To: LoneClone who wrote (11006)11/29/2007 10:43:32 AM
From: LoneClone  Read Replies (1) | Respond to of 194504
 
BHP executive sees more high grade mines ahead

mineweb.com

A leading BHP Billiton executive told explorers, miners, bureaucrats and politicians in Adelaide tonight that less than two decades ago the total value of the world’s minerals industry was below the current market capitalisation of BHP Billiton. How things have changed.
Author: Ross Louthean
Posted: Thursday , 29 Nov 2007

PERTH -

In presenting the annual Essington Lewis Memorial Speech in Adelaide tonight, Graeme Hunt, President of BHP Billiton's Uranium Customer Sector Group, said that the market value of the world minerals industry was now about $US1,300 billion.

In 1990 it was $US150 B, well below the current valuation of BHP Billiton (which is making headlines with its proposed $US140 B takeover bid for another leading global mining house Rio Tinto plc).

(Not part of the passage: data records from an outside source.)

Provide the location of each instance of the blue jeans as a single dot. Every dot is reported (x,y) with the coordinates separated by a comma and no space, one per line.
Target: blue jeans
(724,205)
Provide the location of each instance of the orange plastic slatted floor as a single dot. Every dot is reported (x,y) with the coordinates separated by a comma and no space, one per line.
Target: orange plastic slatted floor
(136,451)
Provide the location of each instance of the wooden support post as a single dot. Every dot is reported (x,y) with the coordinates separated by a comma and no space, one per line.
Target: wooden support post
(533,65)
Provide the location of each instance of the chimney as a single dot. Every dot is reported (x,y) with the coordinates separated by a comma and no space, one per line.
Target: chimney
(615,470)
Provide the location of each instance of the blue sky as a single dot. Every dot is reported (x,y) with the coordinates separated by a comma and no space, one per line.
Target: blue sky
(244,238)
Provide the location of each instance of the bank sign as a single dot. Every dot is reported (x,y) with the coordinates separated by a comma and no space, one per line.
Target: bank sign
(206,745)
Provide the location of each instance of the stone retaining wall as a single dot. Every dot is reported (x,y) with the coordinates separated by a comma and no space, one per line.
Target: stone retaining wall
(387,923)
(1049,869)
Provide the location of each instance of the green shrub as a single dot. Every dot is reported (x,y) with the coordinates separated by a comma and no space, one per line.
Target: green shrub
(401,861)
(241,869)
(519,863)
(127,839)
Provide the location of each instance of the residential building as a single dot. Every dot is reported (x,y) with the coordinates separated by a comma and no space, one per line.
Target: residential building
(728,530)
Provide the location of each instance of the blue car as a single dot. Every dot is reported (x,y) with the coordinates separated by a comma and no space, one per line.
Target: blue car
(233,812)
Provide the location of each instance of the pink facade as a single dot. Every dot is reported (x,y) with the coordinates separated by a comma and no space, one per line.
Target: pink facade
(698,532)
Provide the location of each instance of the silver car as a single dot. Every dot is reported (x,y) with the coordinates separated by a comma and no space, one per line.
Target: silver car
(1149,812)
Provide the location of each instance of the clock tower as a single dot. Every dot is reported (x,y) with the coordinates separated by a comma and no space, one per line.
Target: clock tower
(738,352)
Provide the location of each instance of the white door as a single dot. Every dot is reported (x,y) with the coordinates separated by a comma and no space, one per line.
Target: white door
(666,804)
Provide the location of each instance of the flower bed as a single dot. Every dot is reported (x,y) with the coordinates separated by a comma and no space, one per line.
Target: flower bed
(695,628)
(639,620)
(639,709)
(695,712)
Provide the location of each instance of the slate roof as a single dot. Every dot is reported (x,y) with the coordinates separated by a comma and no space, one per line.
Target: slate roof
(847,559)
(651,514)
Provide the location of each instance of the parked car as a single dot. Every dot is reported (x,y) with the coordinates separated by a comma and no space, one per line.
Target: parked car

The address, in honour of one of the original BHP's pioneering leaders, pointed out that a factor behind Australia's advance as a mining nation was that it was seen as being free of sovereign risk.

The growth of the industry since the post-war era has followed decisions by governments the world over to open their countries to exploration and development.

"They have done so with the understanding that mining can bring rapid integration into the world economy, providing economic and social benefits for their peoples," Hunt said.

"The consequence is that more high grade orebodies are going to be discovered and that there is now no escape for a mining enterprise from the highly competitive and unsentimental world market in which it must operate.

"It is the understandable tendency of governments to compete with each other to attract resource development.

"As they do, they need to understand the contemporary global mining industry in nursing their own ambitions. The industry cannot change the location of an orebody.

Hunt said access to human capital and infrastructure -- particularly in remote locations -- requires practical thinking so that projects are not faced with unnecessary delays, unmanageable human resource issues or unsustainable costs.

A company whose core strength is mining needs to have the option of selling product before it is refined if, in its judgment, that is the best way to develop a project on budget, on time and within its demonstrated capabilities.

Hunt said the Australian minerals sector now contributes 8% of the country's GDP and has been running at about a quarter of total national capital investment. Last financial year the industry contributed $A91 B ($US80.4 B) in export earnings - 40% of Australia's free trade.

"In South Australia alone, you have known for a long time that you have more uranium than anywhere else. (Olympic Dam reputedly holds 40% of global uranium resources and reserves).

But now in copper, Olympic Dam is the world's fourth largest resource, and in gold, it has moved up to fifth.

"Geologists continue to say that there are more Olympic Dam type ore bodies awaiting discovery," Hunt said.

"Since entering the uranium business just over two years ago (with the takeover of WMC Resources), BHP Billiton has sought to actively work with other producers and with other participants in the nuclear cycle to develop a program of action to ensure that uranium and its by products are managed in a safe, environmentally responsible, economical and socially acceptable manner."